Wouldn’t it be wise to buy a multifamily apartment in the most affordable part of town, stake your claim, and change it into a great neighborhood?  That would be an excellent emerging market investment play – the ultimate buy low and sell high strategy.

Well this is the work of Leading Landlords.  They buy into an area that may be plagued with crime, clean up the property, and reconnect the surrounding neighborhood.  They go beyond the typical duty of being a landlord by networking and championing neighborhood causes in a way that ignites neighborhood pride, revitalize the area, and appreciates their property.

Does this sound impossible?  It’s really not.  It’s just a matter of applying best practices and social media tools to age-old neighborhood dysfunction problems.  If Facebook and social media tools can be used to topple a dictator in Egypt, those tools can certainly be used to transform a neighborhood.

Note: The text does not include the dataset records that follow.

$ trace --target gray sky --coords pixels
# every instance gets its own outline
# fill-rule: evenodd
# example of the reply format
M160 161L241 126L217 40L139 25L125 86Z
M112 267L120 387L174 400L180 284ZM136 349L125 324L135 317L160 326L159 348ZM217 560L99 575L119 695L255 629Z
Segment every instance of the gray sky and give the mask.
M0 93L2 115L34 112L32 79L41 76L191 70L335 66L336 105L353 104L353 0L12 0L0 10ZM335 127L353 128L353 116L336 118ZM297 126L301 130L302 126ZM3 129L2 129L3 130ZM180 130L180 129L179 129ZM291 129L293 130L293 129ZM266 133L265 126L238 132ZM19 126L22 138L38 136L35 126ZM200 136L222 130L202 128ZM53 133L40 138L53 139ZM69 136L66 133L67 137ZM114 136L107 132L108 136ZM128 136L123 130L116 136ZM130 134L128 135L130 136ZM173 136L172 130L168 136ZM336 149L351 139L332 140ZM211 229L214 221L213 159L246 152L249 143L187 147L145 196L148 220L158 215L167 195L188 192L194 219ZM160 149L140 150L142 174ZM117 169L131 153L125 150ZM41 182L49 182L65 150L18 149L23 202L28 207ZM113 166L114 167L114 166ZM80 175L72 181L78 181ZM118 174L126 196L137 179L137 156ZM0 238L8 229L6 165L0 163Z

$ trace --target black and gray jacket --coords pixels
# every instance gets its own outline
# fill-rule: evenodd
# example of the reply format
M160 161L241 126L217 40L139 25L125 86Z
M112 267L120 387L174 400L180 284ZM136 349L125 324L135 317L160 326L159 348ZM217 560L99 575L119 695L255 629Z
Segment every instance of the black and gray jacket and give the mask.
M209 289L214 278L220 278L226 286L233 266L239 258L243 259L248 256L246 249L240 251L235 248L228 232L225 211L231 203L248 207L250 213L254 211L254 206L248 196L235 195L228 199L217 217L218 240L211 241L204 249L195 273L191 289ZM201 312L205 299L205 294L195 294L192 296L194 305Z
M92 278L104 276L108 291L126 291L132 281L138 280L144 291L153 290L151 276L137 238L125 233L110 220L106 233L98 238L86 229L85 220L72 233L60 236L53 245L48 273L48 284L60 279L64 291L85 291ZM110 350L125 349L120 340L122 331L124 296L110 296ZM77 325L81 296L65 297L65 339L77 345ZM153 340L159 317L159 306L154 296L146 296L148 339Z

It might be instructive to contrast a Leading Landlord with a stereotypical slumlord.  Both types of landlords work in the same neighborhood and face the same challenges, both focus on lower end housing, but that’s where the similarities end.

They manage their properties differently.  A slumlord doesn’t make improvements and doesn’t address deferred maintenance.  A Leading Landlord looks for cost-effective improvements and invests in upgrades that improve their net operating income .

Slumlords don’t reach out to their communities or care if they are housing a neighborhood menace.  Leading Landlords are connected to their community, attend neighborhood meetings, and work with local police officers to ensure illegal activities stop.

Slumlords and Leading Landlords have different financial goals.  A slumlord looks to make a little money each month.  Leading Landlords look to build equity each month.  They look for big returns when they sell; not small profits each month.

Leading Landlords seek to cash in on the price gaps or “rewards” for healing/curing  dysfunctional neighborhoods.  This “reward” can be as much as $300,000.  For example, as I write today, in Sacramento, two fourplexes with similar floor plans and maintenance issues have a $146,000 price difference and two 8-plexes have a $294,000 price spread.  Of course the difference is based on – location, location, location.   However, the state of the “location” is constantly improving or declining; it is not static.  The “location” is a physical representation of decisions made by those who championed that neighborhood. So the $294,000 spread can go to the owner that buys the 8-plex and transforms the neighborhood.

Leading Landlords aren’t the people you read about it typical real estate investment books.  Our goal at www.LeadingLandlord.com is to bring their works to the forefront and shine a bring light on their best practices so that they may be replicated.  People living in bad neighborhoods are waiting for transformational leaders.  Clearly – it is lucrative to follow this path.  So…what are you waiting for?  The Echo-Boomers are coming!